Here's an interesting personal story about Afghanistan's newly appointed Ambassador that is very encouraging. The East Bay is home to a large community of Afghani emigres, so we get a trickle of news in the local papers.
Serving his country from afarAfghan man leaves war-torn homeland to make a new life for himself -- and become U.S. ambassador
Washington -- In the saga of Said Tayeb Jawad's forced exile and sudden return to his homeland and his current posting as ambassador on Washington's leafy Embassy Row you can see the wild roller coaster ride of the last quarter century of Afghanistan's history.
As a 23-year-old law school graduate from a well-to-do family, Jawad fled Afghanistan in 1980 in the wake of the Soviet invasion. He ended up in the Bay Area, where he continued his schooling, became a U.S. citizen, landed a good job and settled into a comfortable life with his wife and son in the Oakland hills.
Then came the grisly events of Sept. 11, 2001, and the subsequent U.S. invasion of Afghanistan aimed at ousting the Taliban and its al Qaeda allies. Jawad felt compelled like many other Afghan emigres to help his homeland and its new president, Hamid Karzai.

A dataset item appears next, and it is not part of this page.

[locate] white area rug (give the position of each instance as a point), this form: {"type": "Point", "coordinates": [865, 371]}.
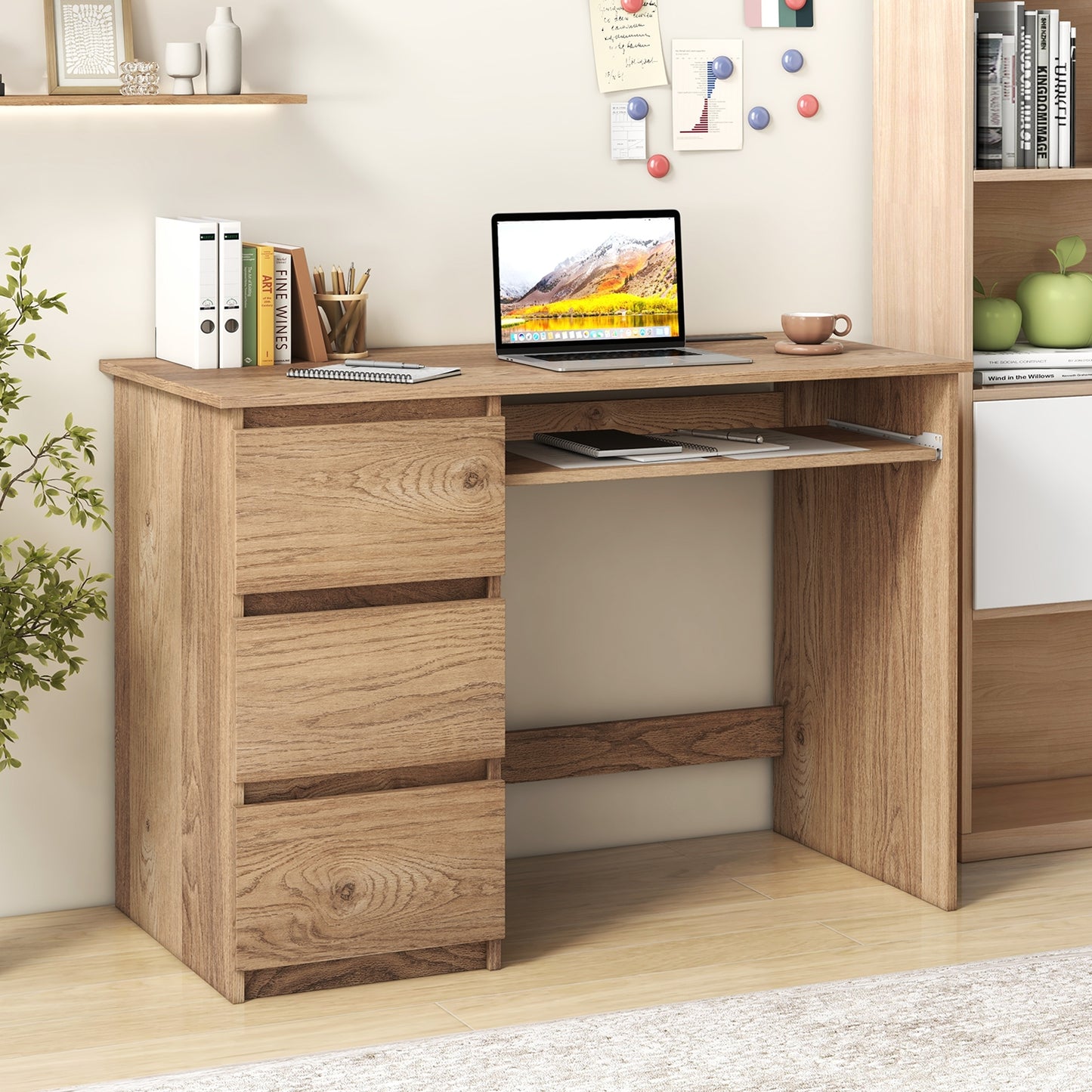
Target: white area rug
{"type": "Point", "coordinates": [1016, 1023]}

With no previous government experience, Jawad was pressed into service first as the president's press secretary, then as chief of staff and now as the holder of Afghanistan's most important overseas post: ambassador to the United States, the Karzai government's main patron and protector.
The new job, which Jawad took up in December, is probably the most personally wrenching of all the posts he has filled for Karzai in the whirlwind of the past two years.Under international law, the 46-year-old Jawad had to give up his U.S. citizenship, at least temporarily, to become ambassador. His wife, Shamim Jawad, and their son Iman, 14, had stayed behind in Oakland while he went to Kabul and hitched their star to Karzai.
Shamim Jawad, a financial consultant for the giant TIAA-CREF mutual fund company, sold their home with its view of the Golden Gate Bridge in November and moved with Iman to an imposing mansion in Washington's swank Kalorama neighborhood, which is still undergoing remodeling after years of sitting empty while Afghanistan's wild situation was sorted out.
"It was a hard decision to sell our home,'' the ambassador said in his vast and still sparsely decorated office. "And it was a hard decision to give up my citizenship. But it was a technical decision because in this way I could serve my country and U.S. interests better.